One of the studied showed that teams that completed the checklist had lower mortality, but argued that the teams completing checklists might be systematically different from the teams that didn't complete the checklists, and thus the difference could not be attributed to the checklist, per se. Not wrong, but doesn't amount to refutation.
Note that in the debate you cited both, proponent and opponent, advocated the (continued) use of checklists.
Side note: I could see how you could do a blinded RCT, but not how you could do a double blind RCT here.
I think checklists are probably just fine, but I think they are overhyped despite a lack of scientific comparison to other interventions (I would much rather have sharpie on my legs and barcodes on the surgical sponges, given the choice) - and in particular, checklists are not directly relevant to the content of this article.
I just got surgery in California and noticed I was asked to state my name and birthday anytime I moved rooms or saw a new person. Seems like this is now part of protocol in a lot of places.
That is standard procedure in the US for every trained medical professional, all the way down to the MA who measures your height and weight at a routine physical.

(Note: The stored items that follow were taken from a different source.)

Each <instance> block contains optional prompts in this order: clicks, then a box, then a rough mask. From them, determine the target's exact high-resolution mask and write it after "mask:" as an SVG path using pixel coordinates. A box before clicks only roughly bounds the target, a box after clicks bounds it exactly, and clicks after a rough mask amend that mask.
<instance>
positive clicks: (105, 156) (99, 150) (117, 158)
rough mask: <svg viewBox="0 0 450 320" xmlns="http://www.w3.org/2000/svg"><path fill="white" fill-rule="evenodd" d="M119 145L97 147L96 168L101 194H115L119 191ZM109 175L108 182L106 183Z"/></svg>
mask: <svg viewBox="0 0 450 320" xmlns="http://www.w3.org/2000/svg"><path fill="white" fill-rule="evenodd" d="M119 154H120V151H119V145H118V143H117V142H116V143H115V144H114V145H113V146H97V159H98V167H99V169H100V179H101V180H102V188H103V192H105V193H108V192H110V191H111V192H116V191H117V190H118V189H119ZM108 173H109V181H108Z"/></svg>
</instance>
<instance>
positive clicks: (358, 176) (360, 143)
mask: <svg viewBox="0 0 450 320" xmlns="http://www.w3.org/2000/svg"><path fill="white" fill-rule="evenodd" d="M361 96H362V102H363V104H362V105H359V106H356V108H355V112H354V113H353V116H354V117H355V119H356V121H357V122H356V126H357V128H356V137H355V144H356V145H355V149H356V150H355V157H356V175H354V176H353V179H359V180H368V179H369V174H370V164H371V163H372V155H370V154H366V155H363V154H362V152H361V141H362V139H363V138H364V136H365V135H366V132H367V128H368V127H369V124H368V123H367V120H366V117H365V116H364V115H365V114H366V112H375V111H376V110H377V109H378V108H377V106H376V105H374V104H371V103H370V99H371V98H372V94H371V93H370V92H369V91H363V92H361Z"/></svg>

I got in a medium-severity bicycle accident in 2010 and while I was being whisked around the hospital for different tests and procedures I had to do that too.
Procedures in hospitals are interesting. I recently visited a hospital and there was a red sign above the table where nurses dose medicines for patients: "No room numbers on trays, no bed numbers on trays". Seems like a low hanging fruit but a very non-obvious one (well at least non-obvious to me).
As an advocate of checklists for specific tasks, yes that stuff is good. Oftentimes there are a lot of checks that one would go "yeah no duh." But most good checklist exist with a checkbox because that was an issue before.
Getting surgeons to adopt the kind of "It's obvious but point and speak or you're fired"-style checklists a la operating an aircraft has reduced complications (from the minor to deaths) by several percent in the NHS. It's perhaps worrying given how low-hanging some of these fruit are - i.e. "Do we have the right patient?".